Ainda adolescente, morando sozinho em São Paulo por motivo de estudo, conheci uma garota muito interessante, de nome Zelinda (?), gaúcha, realmente linda, mas de idade superior à minha. Nunca fui preocupado com esse detalhe, pois estava apenas a fim de me divertir.
Meu local de moradia, por questões financeiras, era um dos edifícios mais visados pela polícia da região do Mercado Central, porque abrigava garotas de programa, boêmios, cantores da noite, artistas de circo, estudantes, comerciários, bancários, secretárias, alguns indivíduos sem qualificação, homossexuais, brasileiros, japoneses, chineses, brancos, amarelos, pretos, velhos, homens, mulheres, crianças, uma salada de cultura que se prestava muito bem a antropólogos sociais, para desenvolver temas de estudos sobre o homem e a humanidade de maneira totalizante, isto é, em todas as dimensões do conhecimento.
Nesse caldeirão de gente, distribuída em 27 andares e uns 20 apartamentos – kitinet - por andar, abrigava mais de três mil pessoas. Para atender a essa multidão de gente havia quatro elevadores, que funcionavam ininterruptamente durante 24 horas. Às vezes eles resolviam pifar, um, dois, três ou todos de uma vez só.
Foi num desses momentos, quando três dos quatro elevadores estavam parados que tive o primeiro contato com Zelinda, moça com pouco mais de 1m60cm de altura, bem vestida, cabelos pretos, olhos idem, magra, mas de corpo bem delineado, sorriso brilhante e arcada dentária perfeita. Essa minha radiografia foi instantânea, tal a impressão que ela me causou.

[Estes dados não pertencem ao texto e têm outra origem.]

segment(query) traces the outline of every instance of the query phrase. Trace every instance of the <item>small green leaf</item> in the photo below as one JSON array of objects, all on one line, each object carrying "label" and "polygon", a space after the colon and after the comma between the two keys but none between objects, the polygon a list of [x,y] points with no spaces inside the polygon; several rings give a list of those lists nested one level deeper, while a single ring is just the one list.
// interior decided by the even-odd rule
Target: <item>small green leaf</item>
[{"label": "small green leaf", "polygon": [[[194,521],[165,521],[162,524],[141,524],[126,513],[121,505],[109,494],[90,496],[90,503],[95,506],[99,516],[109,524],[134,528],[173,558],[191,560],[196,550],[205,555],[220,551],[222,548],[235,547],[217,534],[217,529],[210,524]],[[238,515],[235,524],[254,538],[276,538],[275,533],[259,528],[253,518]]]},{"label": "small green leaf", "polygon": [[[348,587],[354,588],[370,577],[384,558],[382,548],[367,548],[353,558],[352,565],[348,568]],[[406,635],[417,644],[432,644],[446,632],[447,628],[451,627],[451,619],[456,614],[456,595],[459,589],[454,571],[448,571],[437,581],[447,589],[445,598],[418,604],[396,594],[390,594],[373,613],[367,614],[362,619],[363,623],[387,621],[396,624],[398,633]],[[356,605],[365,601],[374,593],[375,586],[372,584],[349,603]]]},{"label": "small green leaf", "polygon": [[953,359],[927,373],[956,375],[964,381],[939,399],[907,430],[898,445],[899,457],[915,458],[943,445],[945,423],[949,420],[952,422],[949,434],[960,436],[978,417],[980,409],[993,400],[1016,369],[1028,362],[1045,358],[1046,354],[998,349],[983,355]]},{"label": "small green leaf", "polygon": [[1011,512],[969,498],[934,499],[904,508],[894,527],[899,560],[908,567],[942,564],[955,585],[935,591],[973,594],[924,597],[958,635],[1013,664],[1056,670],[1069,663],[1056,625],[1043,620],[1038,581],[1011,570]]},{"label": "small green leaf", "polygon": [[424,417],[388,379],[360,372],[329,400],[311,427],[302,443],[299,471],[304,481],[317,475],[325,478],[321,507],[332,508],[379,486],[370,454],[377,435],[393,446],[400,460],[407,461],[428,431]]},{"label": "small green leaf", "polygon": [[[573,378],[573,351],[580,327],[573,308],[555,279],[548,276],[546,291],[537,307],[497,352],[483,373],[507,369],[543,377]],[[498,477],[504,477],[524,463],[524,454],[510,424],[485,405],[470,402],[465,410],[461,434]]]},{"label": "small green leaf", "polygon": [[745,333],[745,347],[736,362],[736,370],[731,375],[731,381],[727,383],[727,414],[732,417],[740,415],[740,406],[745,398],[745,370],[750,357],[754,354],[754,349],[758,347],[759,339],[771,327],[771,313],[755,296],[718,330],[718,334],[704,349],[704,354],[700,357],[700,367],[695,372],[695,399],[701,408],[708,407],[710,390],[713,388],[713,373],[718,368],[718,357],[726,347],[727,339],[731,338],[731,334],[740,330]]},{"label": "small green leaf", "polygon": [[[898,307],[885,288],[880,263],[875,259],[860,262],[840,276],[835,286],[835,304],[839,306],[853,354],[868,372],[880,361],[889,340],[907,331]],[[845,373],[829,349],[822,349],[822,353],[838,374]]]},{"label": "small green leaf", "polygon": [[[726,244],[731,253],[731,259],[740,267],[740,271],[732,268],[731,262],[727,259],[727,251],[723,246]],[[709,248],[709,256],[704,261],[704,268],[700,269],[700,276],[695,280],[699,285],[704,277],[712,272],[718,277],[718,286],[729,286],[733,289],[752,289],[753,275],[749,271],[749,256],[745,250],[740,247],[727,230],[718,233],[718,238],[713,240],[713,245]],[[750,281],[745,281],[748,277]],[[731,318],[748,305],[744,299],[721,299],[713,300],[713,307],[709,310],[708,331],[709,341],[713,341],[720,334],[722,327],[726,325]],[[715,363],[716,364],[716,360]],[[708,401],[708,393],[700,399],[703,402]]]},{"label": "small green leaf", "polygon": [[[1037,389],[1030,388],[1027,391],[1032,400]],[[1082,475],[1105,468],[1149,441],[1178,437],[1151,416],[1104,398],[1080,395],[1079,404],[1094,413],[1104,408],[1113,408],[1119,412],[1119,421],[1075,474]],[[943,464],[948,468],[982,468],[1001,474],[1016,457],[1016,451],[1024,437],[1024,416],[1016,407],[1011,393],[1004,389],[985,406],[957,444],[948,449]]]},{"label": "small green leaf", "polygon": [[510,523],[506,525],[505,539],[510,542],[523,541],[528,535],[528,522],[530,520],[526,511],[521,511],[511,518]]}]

Eu estava chegando de uma festa de formatura, paletó na mão, cara de cansado, já eram quatro horas da madrugada, eu havia dançado quase a noite toda e ao me aproximar do elevador que estava funcionando, deparei-me com aquela garota, que parecia ter vindo de uma festa também. Estávamos apenas nós dois, todo o prédio dormia ou fazia de conta. O silêncio era total, apenas o ranger do velho elevador chegava aos nossos ouvidos, isso não nos perturbava, em mim ainda soavam as músicas tocadas durante o baile. Passei a cantarolar a que mais tocou, “Não quero ver você triste assim”:
O que é que você tem?
Conta pra mim
Não quero ver você triste assim
Não fique triste o mundo é bom
A felicidade até existe
...
Zelinda olhou para mim e sorriu. Eu, pouco envergonhado por ter incomodado o silêncio dela falei:
— Desculpe-me, não queria incomodar o seu silêncio!
E ainda sorrindo e olhar fixado em mim, falou:
— Não há o que desculpar, eu gosto dessa música e estava cantando-a baixinho também. Estava em um barzinho com amigos e ela foi tocada insistentemente. Parecia que a pessoa que colocava os discos para tocar estava apaixonada. Não é coincidência estarmos cantando a mesma música?
Sem jeito eu respondi:
— Eu passei a noite toda a ouvi-la. Eu gosto de Roberto Carlos e tenho quase todos os discos dele. – eu disse isso já com segundas intenções.
— Que legal, também gosto, só não tenho toca-discos no meu apartamento.
Foi a deixa para eu convidá-la a ir até o meu apartamento. Primeiro perguntei se ela morava sozinha e a resposta foi positiva. Depois fiz a pergunta mais importante:
— Você não gostaria de num sábado ou domingo ver o que tenho de discos?
Não tinha reparado em que botão do elevador ela havia apertado para levá-la até ao andar de seu apartamento. E acho que nem ela percebeu isso em relação ao meu caso. O elevador chegou ao 24º enquanto me preparava para sair, ela tomou minha frente e saiu. Eu pensei que o convite tinha sido aceito imediatamente e a alegria se espalhou pelo meu ser. Então veio a pergunta:
— Você também mora neste andar?
— Sim, eu moro, respondi. No 2415, completei.
— Eu moro no 2420, virando à esquerda, a terceira porta. Boa noite, mais tarde terei que trabalhar. Outra coincidência morarmos no mesmo andar, não?
A decepção foi enorme. Esperava passar o resto daquela madrugada em companhia daquela bela garota. Nem mesmo respondi à sua última pergunta.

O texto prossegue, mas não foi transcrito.